In politics and international relations, as in personal relationships, it is never easy to build up genuine trust. We witnessed the intensified contention between the two political parties in America last year, which reflected the deep gulf of distrust between them. If these people, in the same nation, don’t trust each other, how can China and the United States, with such different histories, political systems, commercial practices and cultural values, ever come to mutual trust?

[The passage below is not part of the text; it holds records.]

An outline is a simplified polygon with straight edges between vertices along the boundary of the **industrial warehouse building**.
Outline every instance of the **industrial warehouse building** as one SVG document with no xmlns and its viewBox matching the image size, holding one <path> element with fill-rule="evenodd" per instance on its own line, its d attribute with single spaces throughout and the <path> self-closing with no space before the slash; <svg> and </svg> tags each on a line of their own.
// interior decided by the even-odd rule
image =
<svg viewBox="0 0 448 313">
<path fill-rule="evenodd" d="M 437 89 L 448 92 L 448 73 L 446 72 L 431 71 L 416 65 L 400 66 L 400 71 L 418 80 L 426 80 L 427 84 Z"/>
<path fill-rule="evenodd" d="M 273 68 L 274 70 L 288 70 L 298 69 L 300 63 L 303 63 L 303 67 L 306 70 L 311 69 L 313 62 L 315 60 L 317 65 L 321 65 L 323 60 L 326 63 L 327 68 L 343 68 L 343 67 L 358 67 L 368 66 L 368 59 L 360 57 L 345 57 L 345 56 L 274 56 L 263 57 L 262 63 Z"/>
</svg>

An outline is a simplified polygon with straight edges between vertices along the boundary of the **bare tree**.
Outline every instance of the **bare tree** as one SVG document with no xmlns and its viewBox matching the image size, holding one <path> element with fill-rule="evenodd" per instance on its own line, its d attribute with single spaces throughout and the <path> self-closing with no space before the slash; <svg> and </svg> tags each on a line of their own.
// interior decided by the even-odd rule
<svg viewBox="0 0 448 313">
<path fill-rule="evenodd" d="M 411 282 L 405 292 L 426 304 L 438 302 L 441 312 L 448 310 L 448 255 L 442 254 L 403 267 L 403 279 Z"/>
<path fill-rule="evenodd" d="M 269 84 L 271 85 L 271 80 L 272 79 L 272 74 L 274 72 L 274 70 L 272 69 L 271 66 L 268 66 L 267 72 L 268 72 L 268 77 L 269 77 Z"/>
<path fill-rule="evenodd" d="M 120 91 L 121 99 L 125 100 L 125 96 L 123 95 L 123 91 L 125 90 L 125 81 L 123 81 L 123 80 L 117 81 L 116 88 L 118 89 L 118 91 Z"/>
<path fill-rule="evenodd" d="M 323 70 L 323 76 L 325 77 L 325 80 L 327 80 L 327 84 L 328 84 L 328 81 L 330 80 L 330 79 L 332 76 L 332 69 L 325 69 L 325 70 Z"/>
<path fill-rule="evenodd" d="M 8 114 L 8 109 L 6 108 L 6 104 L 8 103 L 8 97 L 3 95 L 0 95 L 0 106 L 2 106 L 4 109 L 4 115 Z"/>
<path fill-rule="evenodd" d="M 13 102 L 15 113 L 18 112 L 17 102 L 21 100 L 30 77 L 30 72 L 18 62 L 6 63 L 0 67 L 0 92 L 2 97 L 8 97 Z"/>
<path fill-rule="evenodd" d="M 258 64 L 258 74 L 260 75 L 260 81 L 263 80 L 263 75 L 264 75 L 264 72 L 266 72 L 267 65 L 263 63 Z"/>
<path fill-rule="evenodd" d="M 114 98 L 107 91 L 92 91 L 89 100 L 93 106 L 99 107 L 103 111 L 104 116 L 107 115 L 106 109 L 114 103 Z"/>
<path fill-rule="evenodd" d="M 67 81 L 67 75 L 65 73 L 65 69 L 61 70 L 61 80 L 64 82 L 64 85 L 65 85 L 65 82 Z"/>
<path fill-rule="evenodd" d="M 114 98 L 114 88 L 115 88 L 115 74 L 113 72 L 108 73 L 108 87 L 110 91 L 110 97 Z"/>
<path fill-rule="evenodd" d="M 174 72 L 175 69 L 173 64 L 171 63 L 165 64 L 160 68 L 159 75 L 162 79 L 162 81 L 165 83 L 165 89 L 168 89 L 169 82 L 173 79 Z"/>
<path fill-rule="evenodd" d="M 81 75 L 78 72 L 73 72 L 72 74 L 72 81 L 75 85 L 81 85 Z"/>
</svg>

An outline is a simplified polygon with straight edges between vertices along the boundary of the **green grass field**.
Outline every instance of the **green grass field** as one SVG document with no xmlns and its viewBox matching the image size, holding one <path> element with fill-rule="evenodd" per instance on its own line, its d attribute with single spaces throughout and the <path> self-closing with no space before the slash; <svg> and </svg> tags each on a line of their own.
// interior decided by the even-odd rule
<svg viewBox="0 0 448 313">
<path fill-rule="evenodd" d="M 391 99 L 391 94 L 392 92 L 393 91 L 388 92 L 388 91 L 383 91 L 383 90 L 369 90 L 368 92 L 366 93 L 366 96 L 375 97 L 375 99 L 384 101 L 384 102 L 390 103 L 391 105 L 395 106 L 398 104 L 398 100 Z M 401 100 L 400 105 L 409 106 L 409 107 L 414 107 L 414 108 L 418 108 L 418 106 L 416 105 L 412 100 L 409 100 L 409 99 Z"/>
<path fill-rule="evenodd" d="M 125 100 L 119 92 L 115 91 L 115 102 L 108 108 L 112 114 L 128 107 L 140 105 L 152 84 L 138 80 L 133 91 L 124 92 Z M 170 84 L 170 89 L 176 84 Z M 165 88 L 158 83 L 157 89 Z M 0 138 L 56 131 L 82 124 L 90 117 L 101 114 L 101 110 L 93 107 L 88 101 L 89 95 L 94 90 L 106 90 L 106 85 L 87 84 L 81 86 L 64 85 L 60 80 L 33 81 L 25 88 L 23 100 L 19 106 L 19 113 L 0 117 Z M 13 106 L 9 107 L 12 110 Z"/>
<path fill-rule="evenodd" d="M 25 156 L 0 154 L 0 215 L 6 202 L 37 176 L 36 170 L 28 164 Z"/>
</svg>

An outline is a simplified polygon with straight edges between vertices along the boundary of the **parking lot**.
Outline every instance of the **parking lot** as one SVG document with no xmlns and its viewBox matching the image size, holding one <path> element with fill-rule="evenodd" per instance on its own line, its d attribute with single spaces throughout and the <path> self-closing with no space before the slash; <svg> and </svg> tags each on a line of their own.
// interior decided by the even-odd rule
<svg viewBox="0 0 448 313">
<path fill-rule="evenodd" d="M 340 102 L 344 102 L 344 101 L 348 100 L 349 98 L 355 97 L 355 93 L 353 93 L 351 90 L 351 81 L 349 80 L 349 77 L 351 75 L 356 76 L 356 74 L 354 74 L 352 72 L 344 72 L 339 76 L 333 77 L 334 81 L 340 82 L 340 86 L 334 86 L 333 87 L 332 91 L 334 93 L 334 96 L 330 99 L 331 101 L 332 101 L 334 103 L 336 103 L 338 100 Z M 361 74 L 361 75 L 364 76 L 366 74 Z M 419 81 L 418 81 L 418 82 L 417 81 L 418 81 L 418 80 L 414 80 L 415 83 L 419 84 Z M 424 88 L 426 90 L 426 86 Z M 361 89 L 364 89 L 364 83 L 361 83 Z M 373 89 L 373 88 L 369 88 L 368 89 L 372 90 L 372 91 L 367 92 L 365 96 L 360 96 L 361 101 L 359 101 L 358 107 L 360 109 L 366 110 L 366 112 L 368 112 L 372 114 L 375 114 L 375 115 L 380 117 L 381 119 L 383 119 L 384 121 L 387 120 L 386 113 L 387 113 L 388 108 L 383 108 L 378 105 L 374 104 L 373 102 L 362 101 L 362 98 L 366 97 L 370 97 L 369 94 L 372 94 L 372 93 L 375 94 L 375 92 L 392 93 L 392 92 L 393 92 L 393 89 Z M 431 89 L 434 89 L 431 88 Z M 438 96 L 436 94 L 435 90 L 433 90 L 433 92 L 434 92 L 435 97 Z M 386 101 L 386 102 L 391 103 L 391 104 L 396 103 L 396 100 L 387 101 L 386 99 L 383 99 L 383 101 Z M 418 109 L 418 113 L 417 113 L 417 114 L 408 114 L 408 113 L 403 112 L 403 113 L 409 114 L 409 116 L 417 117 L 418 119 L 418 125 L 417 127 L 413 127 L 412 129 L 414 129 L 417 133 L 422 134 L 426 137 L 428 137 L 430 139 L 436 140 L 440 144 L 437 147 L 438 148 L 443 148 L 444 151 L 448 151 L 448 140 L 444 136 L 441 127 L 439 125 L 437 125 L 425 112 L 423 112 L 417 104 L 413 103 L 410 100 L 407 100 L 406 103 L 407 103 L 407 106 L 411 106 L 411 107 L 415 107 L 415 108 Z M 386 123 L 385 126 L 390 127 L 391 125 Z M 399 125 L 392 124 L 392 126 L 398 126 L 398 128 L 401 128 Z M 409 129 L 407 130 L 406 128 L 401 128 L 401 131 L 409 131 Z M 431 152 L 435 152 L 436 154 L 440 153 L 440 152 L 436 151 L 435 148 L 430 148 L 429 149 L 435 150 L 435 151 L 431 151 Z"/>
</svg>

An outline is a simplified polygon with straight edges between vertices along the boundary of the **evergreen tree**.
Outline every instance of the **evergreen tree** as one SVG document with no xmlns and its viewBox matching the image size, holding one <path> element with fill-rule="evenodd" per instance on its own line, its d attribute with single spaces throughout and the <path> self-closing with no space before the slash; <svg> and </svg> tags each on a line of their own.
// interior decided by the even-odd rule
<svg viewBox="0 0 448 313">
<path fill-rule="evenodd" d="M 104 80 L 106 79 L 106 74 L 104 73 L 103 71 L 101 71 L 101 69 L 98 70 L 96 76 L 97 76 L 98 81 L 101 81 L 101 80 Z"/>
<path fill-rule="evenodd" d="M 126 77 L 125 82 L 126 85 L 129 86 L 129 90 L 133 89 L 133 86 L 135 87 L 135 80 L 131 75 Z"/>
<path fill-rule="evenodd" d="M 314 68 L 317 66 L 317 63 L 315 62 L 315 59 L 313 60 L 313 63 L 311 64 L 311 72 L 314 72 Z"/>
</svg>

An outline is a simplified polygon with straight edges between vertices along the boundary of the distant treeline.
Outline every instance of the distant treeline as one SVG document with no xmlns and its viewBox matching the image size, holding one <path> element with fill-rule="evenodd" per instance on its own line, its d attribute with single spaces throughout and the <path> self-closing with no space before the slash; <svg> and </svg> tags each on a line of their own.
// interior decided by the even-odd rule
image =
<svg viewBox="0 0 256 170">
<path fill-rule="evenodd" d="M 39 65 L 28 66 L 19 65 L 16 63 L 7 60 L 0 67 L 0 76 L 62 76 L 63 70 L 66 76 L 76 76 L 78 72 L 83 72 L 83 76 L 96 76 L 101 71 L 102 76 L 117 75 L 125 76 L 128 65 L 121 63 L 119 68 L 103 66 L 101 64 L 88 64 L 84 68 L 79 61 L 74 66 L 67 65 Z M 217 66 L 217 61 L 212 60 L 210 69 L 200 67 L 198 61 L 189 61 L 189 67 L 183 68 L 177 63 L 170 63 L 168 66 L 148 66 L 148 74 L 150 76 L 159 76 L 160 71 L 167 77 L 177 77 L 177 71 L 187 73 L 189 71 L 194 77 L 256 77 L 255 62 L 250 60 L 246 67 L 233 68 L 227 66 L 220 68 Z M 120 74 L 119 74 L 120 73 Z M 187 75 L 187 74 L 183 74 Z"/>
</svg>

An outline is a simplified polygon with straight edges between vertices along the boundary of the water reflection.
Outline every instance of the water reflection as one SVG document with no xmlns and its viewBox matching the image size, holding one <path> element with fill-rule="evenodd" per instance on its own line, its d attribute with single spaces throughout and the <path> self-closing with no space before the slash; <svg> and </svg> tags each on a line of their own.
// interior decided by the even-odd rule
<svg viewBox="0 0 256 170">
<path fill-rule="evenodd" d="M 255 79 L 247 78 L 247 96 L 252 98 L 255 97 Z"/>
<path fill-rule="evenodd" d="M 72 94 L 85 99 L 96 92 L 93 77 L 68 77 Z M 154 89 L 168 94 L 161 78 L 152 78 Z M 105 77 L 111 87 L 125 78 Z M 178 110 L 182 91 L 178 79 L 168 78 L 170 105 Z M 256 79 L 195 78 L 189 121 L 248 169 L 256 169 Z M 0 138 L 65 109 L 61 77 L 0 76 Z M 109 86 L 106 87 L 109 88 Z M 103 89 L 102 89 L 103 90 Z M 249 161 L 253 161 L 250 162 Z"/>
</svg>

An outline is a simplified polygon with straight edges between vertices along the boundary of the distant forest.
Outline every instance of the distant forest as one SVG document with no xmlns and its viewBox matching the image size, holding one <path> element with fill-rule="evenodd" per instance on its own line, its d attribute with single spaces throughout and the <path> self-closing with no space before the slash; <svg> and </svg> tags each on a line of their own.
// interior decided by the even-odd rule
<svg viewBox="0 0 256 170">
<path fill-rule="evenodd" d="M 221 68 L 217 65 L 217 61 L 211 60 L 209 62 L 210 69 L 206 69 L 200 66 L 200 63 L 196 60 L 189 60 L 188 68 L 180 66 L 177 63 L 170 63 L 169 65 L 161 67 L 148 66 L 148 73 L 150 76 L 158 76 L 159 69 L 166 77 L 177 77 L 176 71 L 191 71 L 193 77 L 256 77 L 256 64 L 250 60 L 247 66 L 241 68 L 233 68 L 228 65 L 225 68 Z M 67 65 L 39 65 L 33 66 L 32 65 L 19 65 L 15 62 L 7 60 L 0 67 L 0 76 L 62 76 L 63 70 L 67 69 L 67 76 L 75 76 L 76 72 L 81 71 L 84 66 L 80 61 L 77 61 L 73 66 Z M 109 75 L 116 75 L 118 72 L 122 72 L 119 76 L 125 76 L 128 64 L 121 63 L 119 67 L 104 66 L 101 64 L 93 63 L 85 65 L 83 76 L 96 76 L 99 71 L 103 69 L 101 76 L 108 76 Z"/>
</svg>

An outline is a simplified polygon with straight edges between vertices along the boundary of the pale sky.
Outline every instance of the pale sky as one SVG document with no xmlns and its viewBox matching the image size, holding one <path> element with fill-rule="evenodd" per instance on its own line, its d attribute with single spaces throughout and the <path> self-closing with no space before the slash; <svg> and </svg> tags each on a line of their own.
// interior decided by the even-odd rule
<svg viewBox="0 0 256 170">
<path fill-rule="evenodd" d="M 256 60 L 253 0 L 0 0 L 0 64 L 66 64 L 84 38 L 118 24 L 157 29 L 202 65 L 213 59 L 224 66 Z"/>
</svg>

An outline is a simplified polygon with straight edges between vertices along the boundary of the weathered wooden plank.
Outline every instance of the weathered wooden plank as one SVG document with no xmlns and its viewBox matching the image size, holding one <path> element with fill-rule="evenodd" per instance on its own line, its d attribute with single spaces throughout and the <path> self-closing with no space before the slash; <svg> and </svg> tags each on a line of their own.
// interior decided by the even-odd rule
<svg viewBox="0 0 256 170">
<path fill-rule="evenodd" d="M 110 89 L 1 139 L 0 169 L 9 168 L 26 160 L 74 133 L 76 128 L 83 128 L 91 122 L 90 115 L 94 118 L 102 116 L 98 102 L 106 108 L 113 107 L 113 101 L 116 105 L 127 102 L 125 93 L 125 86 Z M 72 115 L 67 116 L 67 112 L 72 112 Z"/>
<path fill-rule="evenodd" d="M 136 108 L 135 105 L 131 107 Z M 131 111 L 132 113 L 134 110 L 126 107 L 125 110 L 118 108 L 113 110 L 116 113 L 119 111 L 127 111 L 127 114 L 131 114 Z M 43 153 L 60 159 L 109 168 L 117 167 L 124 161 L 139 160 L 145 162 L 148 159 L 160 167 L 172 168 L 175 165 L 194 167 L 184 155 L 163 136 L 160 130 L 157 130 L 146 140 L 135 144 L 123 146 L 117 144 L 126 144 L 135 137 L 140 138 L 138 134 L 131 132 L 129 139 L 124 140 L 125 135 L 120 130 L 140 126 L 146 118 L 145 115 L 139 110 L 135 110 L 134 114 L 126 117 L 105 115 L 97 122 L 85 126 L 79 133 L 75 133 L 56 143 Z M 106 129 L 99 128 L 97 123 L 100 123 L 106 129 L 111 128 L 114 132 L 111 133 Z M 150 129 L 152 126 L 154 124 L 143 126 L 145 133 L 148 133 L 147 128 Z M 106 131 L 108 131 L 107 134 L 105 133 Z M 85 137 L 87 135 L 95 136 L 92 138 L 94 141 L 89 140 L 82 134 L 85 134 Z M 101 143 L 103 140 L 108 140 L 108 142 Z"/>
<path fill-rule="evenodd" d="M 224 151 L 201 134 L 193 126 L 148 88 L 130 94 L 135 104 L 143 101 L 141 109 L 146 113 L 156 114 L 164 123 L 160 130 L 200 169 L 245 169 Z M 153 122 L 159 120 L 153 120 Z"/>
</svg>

Over the past four decades, China and the United States have engaged each other in every dimension of social life. There was no lack of communication, talks, or visits until the COVID-19 pandemic. We know each other much better than before. China’s knowledge of America is probably broader and deeper than its knowledge of any other country in the world. And yet I doubt that this knowledge can be translated into trust of U.S. intentions toward China.
To me, the real issue is not even so much how to rebuild mutual trust. The most daunting challenges, I think, are how to prevent the political distrust from accelerating decoupling in social, economic and technological terms, and how to avoid a head-on confrontation.
I would like to offer some thoughts in that direction. Of course, we should grasp the opportunities right now to resume communication. But this must be supplemented by comprehension of each other’s mindset.
One role model for U.S. scholars is Professor Ezra Vogel, who sadly passed away two months ago. In his numerous writings and untiring speeches, Ezra cautioned against making policy and taking action involving the United States and East Asian countries without first understanding the other side’s cultural traits. In his last email to me on Dec. 14, 2020, Ezra attached a draft document titled “Three Fundamental Differences That Need to Be Bridged” between China and America. He elaborated on the two countries’ deep-rooted traditions for promoting economic growth, maintaining cultural values and selecting or electing political leaders.
In my own experience, I find one difference between the two countries most illuminating. We in China like the idea of “seeking common ground while reserving differences.” We state that the common interests of our two countries far exceed our differences. We define common ground by a set of principles, including mutual respect and win-win cooperation. Americans, by contrast, tend to focus on hard issues, such as tensions over Taiwan and the South China Sea.
So it appears that the Chinese want to set up principles before trying to solve specific problems, but the Americans are eager to address the problems before they are ready to improve the relationship.
It is, therefore, easy for the Chinese to complain that the United States is creating obstacles to improving relations, while the Americans criticize China for not taking their practical concerns seriously.
I hope we will take actions to address such differences on the road ahead and avoid the confrontations that may arise because of a lack of understanding.